The Court did not agree with this argument, holding that Lennar’s breach of this provision was not material. The “ultimate net loss” provision is not a policy requirement that should be considered essential to coverage, and its purpose is effectively the same as the voluntary payments provision. Accordingly, the Court held that a breach of the ultimate net loss provision must be accompanied by a finding of prejudice in order to excuse performance by the insurer.

Another issue was Markel’s position that the whole amount of damages found by the jury was not covered by the policy. The jury awarded damages to Lennar for the cost to remove and replace all of the EIFS on all of the homes, even though it was indisputable that some of the homes had little or no damage. Lennar’s damage model did not distinguish between the amount it expended on repairing homes that actually had water damage and homes that had none. The trial court asked the jury to find for each home the amount “incurred in payment of property damage,” which the court defined as “the cost to remove and replace the EIFS in order to access and repair underlying water damage or in order to determine the areas of underlying water damage, the cost to repair any water damage to the home,” or the cost to repair property damage to the home that occurred in the course of repairing water damage to the home.
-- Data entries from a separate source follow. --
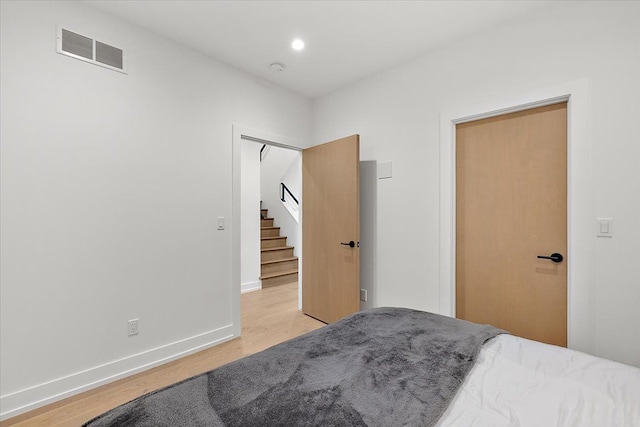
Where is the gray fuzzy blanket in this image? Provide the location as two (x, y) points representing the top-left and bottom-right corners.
(84, 308), (505, 426)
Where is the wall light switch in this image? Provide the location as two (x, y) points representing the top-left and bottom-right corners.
(597, 218), (613, 237)
(217, 217), (225, 230)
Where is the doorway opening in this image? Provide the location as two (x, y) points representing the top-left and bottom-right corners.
(232, 127), (304, 337)
(249, 140), (302, 292)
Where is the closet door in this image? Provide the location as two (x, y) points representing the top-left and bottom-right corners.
(456, 103), (567, 346)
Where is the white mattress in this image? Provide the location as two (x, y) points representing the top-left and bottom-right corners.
(436, 334), (640, 427)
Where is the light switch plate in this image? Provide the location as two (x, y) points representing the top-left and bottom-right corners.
(217, 217), (225, 230)
(596, 218), (613, 237)
(378, 161), (392, 179)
Markel reasoned that Lennar’s failure to distinguish between remediation costs to homes that actually had property damage and those that did not inherently lead to including costs that were not “because of” property damage that “occurred during the policy period,” as required by the policy. Specifically, Markel complained that the costs Lennar incurred to determine, not repair, the areas of the homes that had water damage was not covered by the policy. The Court stated that the phrase “because of” is susceptible to a broad definition, and “[u]nder no reasonable construction of the phrase can the cost of finding EIFS property damage in order to repair it not be considered to be ‘because of’ the damage.” The Court determined that the cost to find the damage caused by EIFS fell under the policy. In other words, investigation costs morphed into damages.
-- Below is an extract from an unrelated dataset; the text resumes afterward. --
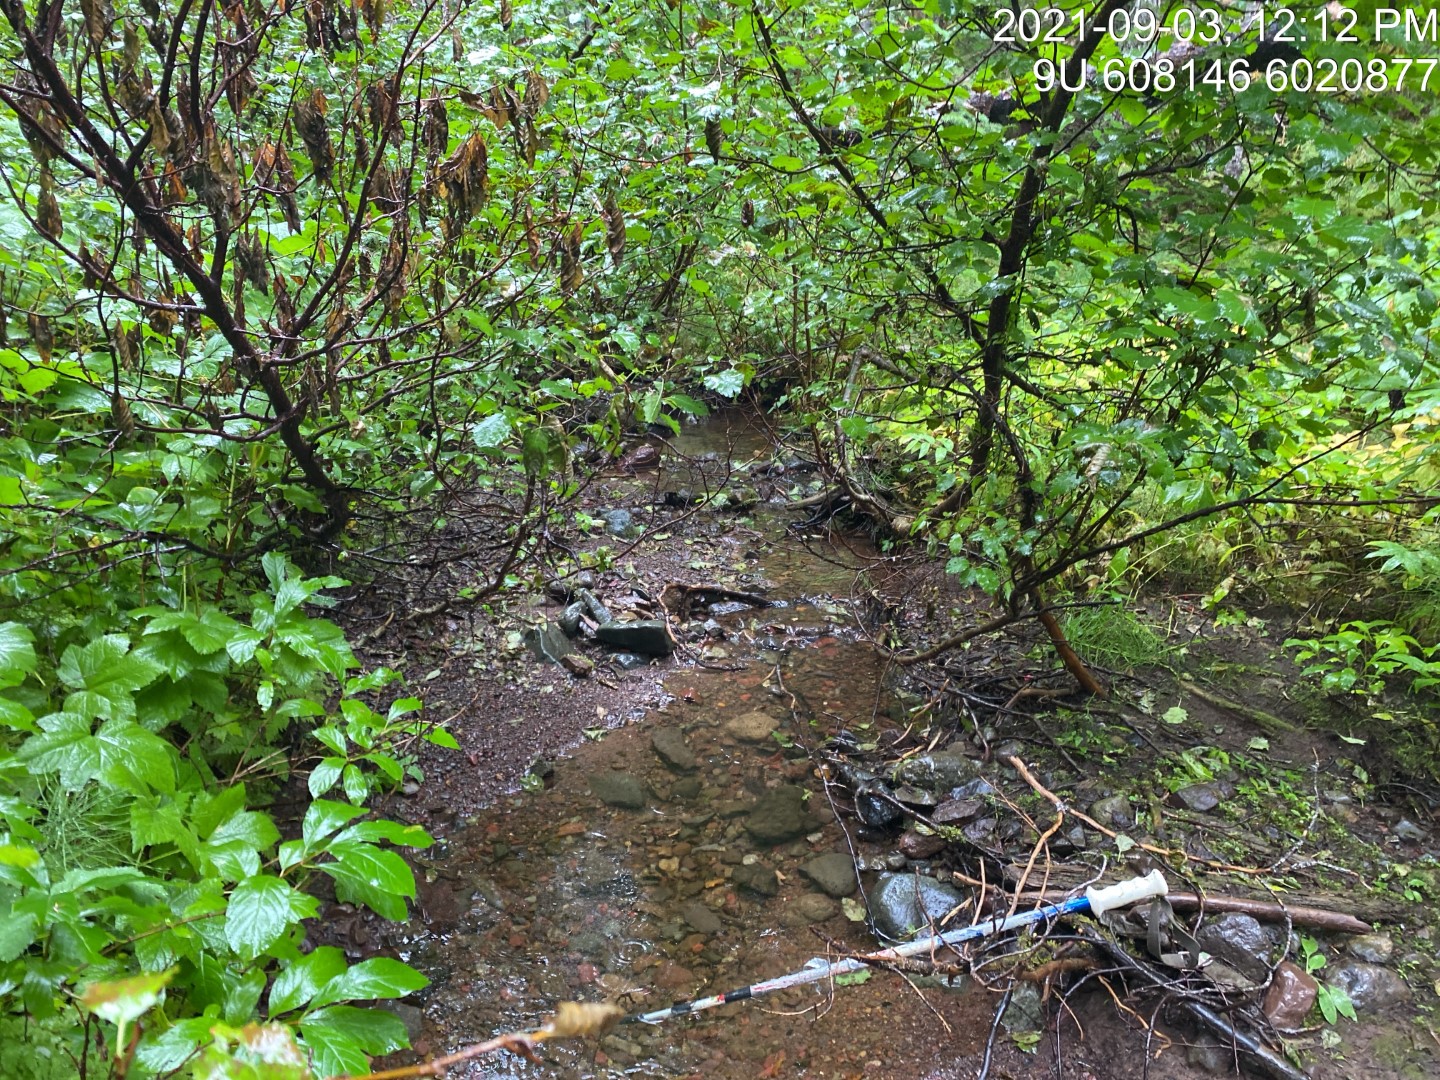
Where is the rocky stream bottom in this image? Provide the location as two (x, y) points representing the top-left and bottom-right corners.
(344, 418), (1438, 1080)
Finally, Markel posited that it should only be held responsible for “property damage” which occurred during its policy period. The evidence at trial showed that Lennar stopped using EIFS in 1998, and that water damage from EIFS typically begins within six to 12 months after home construction is completed. But, in its sole instance of judicial restraint in this case, the Court refrained from revisiting allocation issues and simply reiterated its adherence to its past ruling in American Physicians Insurance Exchange v. Garcia, 876 S.W.2d 842 (Tex. 1994) which allows insurers to reallocate a loss among themselves according to their subrogation rights. However, even this one seemingly straightforward ruling raises serious questions in this context since the other carriers had already settled, leaving no apparent opportunity for Markel to reallocate.

A New Trend?

This opinion is essentially a frontal assault on several critical provisions of liability policies that will assuredly lead to further litigation, revisions to policy language, and hopefully a motion for rehearing in this case. However, as this was a unanimous decision with only one concurring opinion, this decision may indicate a shift in the Court’s approach in insurance cases to a more results-oriented jurisprudence.